Comments about Mexican immigrants widely seen as offensive have failed to dent Donald Trump’s presidential ambitions, but lawsuits over his failed for-profit university might. According to a report on the Vox website on 29 July, the entrepreneur will have to testify in court on 10 August over a class action lawsuit regarding Trump University, which charged up to $35,000 (£22,447) for business school classes between 2005 and 2010. Despite promotional materials suggesting that the real estate tycoon was heavily involved in the enterprise, Trump University “delivered neither Donald Trump nor a university”, according to Art Cohen, one of the plaintiffs. Some 800 former students have already received compensation, but further political embarrassment is expected as the legal saga rumbles on.
A “very aggressive” turkey that has “terrorised” a university campus has finally been captured. The wild bird, dubbed on social media Gobbles or, inexplicably, Dr Tom Tom, had evaded the clutches of authorities on the University of Michigan’s north campus since late June, featuring in a total of seven police reports last month, the Ann Arbor News reported on 30 July. The fearsome fowl had left staff and students trapped in academic buildings, and it had also attempted to board buses, the paper said. However, Gobbles was captured on 2 August and relocated to an animal sanctuary in southern Michigan. “I think the biggest thing is that we’re thankful the turkey and other people didn’t get hurt, and we don’t have any property damage as a result of it,” said a clearly relieved, and clearly underemployed, Diane Brown, from the university’s police department.

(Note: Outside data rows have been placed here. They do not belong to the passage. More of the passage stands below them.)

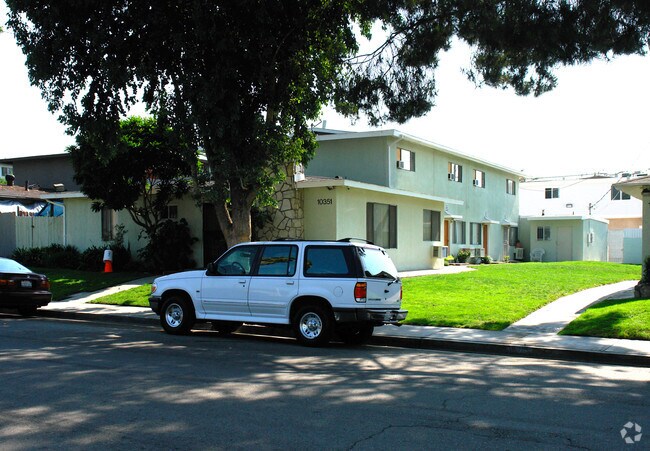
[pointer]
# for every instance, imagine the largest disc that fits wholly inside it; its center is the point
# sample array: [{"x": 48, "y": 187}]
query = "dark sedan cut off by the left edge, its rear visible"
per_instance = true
[{"x": 22, "y": 289}]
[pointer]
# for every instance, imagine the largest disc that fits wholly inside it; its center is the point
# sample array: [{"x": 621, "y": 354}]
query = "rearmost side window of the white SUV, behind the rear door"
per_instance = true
[{"x": 329, "y": 261}]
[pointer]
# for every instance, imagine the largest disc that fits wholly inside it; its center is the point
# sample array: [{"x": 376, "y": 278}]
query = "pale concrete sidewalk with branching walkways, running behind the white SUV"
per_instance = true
[{"x": 534, "y": 335}]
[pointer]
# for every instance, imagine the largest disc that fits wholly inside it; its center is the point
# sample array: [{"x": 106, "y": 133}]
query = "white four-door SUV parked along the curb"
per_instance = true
[{"x": 319, "y": 288}]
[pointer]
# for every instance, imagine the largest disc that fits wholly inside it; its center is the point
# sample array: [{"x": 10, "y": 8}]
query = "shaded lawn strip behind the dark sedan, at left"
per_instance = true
[{"x": 66, "y": 282}]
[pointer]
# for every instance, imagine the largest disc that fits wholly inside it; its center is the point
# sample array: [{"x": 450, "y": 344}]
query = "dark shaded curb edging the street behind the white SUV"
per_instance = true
[{"x": 401, "y": 342}]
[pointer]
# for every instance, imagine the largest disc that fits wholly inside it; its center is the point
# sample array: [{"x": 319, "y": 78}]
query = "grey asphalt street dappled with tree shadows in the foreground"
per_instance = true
[{"x": 88, "y": 385}]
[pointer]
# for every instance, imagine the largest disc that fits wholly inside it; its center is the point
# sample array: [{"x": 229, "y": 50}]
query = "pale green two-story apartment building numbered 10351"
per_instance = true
[{"x": 417, "y": 199}]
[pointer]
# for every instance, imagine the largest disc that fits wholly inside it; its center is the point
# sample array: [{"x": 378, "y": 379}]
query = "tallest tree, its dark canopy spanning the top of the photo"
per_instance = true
[{"x": 243, "y": 79}]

Working out “whodunnit” in an Agatha Christie detective story has become a little easier thanks to a mathematical formula created by academics, the Daily Mail reported on 3 August. The equation – k(r, δ, θ, c) = f{rk+δ+θ{P, M}, c(3≤4.5} – might seem rather baffling for most armchair enthusiasts, but it lays out a clear set of rules that will lead to the killer, say academics at Queen’s University Belfast and the University of Exeter. To find the killer (k), readers should pay close attention to the chapter in which each character is introduced (c): culprits always appear in the first half of the tale, and usually in the first fifth. Violent murders are normally committed by a man, while poisoners tend to be women, according to the academic analysis of nearly 30 different novels by the grande dame of crime fiction. But isn’t there a parenthesis missing from the equation? This research might not be as sophisticated and rigorous as it first appears.

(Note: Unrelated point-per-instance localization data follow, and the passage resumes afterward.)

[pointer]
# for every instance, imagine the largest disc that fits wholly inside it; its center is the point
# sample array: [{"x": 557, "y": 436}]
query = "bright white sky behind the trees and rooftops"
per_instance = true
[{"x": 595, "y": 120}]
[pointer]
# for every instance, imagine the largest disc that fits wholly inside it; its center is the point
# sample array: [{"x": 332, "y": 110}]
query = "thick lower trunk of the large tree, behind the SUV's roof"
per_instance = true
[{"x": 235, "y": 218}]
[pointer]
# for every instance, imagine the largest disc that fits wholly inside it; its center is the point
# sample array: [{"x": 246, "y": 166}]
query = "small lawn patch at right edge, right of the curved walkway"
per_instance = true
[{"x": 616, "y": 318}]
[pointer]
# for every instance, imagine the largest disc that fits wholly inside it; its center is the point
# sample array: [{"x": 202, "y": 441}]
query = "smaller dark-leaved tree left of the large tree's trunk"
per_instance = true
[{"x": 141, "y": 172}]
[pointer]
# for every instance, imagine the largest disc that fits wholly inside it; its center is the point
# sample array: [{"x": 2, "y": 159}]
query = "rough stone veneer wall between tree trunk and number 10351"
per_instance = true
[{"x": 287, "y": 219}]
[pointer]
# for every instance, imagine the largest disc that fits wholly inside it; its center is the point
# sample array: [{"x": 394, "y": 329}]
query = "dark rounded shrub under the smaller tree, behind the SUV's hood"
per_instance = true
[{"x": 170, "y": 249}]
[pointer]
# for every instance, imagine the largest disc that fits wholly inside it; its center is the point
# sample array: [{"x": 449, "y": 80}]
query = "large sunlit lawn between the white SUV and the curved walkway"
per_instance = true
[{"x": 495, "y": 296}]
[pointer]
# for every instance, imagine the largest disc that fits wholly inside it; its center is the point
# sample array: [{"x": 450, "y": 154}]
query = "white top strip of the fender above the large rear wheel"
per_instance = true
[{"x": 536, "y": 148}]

A hitchhiking robot created by Canadian academics has been decapitated just two weeks into its voyage across America, The Guardian reported on 3 August. HitchBOT, which set off on its east-to-west road trip on 17 July, lost its head in an attack in Philadelphia on 1 August, the paper said. Created as an art project-cum-scientific experiment, the robot had previously crossed Canada in 26 days last summer, gaining internet celebrity thanks to the photographs that it had regularly posted on Twitter and Facebook. No photographs were taken of hitchBOT’s assailant, but its co-creator Frauke Zeller, of Ryerson University in Toronto, said that she was not interested in seeking justice for the dismembered bot. “We wish to remember the good times, and we encourage hitchBOT’s friends and fans to do the same,” Dr Zeller said.
Young people in Britain who have a “pending” or “discretionary” immigration status will be able to apply for student loans thanks to a Supreme Court ruling, The Daily Telegraph reported on 30 July. The blanket ban on students who did not have “indefinite leave to remain” in the UK or full British citizenship was disproportionate and could not be justified, said Baroness Hale of Richmond, deputy president of the Supreme Court. The judgment related specifically to 20-year-old Beaurish Tigere, from Zambia, who has lived in the UK since she was six. Although legally resident in the UK, she was unable to take up one of her five unconditional offers of a university place because of her immigration status. However, the ruling will apply to an estimated 600 to 1,000 young people each year who were previously hit by the restrictions introduced in 2012.